The advantage is that if anything ever happens to your OSX or Clover configuration its easy to remove and and play with on anther machine ... in my case i usually connect it to my laptop using a USB to SATA adapter Y cable ....
You can use the rest of the 8GB drive as an installer and recovery drive or just a small data drive ...
This method has saved me several times in the past ... these days now that HS supports 3rd party NVMe drives its not so important but if you have spare/unused SATA controller i think booting the system from a small capacity dedicated boot SDD makes good sense.
Just thought i'd share my method
Cheers
Jay
HI Jay,
I'm currently preparing my first Hackintosh, so very little knowledge...
I intend to have two M.2 separate drives, one for OS X and the other for Win10.
I suppose I can install Win10 as if the computer was solely a Windows one. What I mean is that if I use BIOS to set the boot disk to the Windows one, it will boot directly, nothing else involved. This way my Windows would always be operational, no matter what...
For the OS X M.2 boot disk I understand that I have to use Clover anyway but I liked your idea of having Clover on a small SATA disk and boot from there to be able to choose which OS to boot with and to properly support OSX.
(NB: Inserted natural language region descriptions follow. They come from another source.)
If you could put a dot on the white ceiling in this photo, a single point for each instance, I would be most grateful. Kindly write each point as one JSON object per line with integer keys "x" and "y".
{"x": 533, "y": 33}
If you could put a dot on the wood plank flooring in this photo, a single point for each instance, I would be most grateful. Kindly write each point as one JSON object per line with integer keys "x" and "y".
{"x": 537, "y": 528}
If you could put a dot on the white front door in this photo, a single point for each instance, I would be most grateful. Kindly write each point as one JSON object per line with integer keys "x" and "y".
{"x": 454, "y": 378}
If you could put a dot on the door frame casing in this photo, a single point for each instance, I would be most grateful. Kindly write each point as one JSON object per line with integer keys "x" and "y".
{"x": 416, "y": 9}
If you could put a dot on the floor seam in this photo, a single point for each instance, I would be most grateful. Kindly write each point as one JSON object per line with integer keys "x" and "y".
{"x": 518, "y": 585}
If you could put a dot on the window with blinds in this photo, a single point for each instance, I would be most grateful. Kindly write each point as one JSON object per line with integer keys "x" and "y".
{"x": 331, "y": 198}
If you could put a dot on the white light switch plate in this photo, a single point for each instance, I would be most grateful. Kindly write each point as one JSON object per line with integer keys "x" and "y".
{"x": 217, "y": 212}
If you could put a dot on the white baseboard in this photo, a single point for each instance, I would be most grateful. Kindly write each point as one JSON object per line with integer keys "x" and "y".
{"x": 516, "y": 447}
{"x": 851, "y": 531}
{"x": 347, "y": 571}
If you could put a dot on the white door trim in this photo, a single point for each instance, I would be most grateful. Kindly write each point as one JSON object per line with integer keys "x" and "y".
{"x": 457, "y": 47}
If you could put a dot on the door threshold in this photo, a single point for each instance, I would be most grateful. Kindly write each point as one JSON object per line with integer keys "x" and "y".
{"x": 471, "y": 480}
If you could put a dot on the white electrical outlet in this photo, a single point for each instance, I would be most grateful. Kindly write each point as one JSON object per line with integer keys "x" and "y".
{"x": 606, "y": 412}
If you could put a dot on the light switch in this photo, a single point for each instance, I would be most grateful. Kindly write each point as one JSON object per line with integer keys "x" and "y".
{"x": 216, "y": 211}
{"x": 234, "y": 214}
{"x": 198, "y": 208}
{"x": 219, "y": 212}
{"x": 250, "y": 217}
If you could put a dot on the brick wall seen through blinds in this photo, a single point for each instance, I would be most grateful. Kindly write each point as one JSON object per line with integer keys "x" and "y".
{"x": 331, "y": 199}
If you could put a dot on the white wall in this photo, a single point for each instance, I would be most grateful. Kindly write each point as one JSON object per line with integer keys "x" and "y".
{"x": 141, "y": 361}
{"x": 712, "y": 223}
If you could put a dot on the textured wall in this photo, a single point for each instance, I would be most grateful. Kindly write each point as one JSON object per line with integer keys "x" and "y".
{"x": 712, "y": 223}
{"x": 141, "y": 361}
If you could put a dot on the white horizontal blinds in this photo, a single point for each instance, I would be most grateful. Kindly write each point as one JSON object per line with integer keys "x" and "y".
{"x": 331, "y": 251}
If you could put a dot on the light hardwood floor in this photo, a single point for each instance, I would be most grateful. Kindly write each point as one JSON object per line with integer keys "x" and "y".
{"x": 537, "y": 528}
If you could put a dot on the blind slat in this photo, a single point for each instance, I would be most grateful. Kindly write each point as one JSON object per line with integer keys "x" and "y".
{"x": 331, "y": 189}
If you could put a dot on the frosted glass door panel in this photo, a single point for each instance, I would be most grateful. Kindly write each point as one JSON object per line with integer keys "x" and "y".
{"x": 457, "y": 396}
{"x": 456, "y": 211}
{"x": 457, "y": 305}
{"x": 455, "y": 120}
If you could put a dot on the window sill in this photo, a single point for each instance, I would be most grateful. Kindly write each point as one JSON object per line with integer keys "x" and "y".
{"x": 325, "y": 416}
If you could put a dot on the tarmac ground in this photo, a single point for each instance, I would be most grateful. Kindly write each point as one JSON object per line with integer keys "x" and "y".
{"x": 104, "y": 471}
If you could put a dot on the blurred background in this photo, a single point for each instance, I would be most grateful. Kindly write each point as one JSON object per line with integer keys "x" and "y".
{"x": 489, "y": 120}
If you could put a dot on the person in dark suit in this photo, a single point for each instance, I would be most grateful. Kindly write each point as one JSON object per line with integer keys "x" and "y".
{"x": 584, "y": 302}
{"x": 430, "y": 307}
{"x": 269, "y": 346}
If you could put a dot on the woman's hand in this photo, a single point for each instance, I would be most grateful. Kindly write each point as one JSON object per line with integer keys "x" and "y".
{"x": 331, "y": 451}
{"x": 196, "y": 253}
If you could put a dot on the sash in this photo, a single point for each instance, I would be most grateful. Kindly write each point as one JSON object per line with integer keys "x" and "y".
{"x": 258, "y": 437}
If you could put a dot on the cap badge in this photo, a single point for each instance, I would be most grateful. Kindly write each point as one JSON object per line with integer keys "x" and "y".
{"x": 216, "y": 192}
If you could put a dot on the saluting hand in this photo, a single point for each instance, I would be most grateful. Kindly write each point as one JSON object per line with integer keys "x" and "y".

Unfortunately, due to the configuration for may computer I have no more SATA connections available... Can I do it based on a USB PEN (instead of small SATA Disk) permanently connected to the computer (and having the BIOS to boot from a USB device...)? I understand that might be some performance price to pay on booting but it would be and elegant and safe solution...
I already explored a lot on the site but still too much info to digest... Can you point me in the right direction?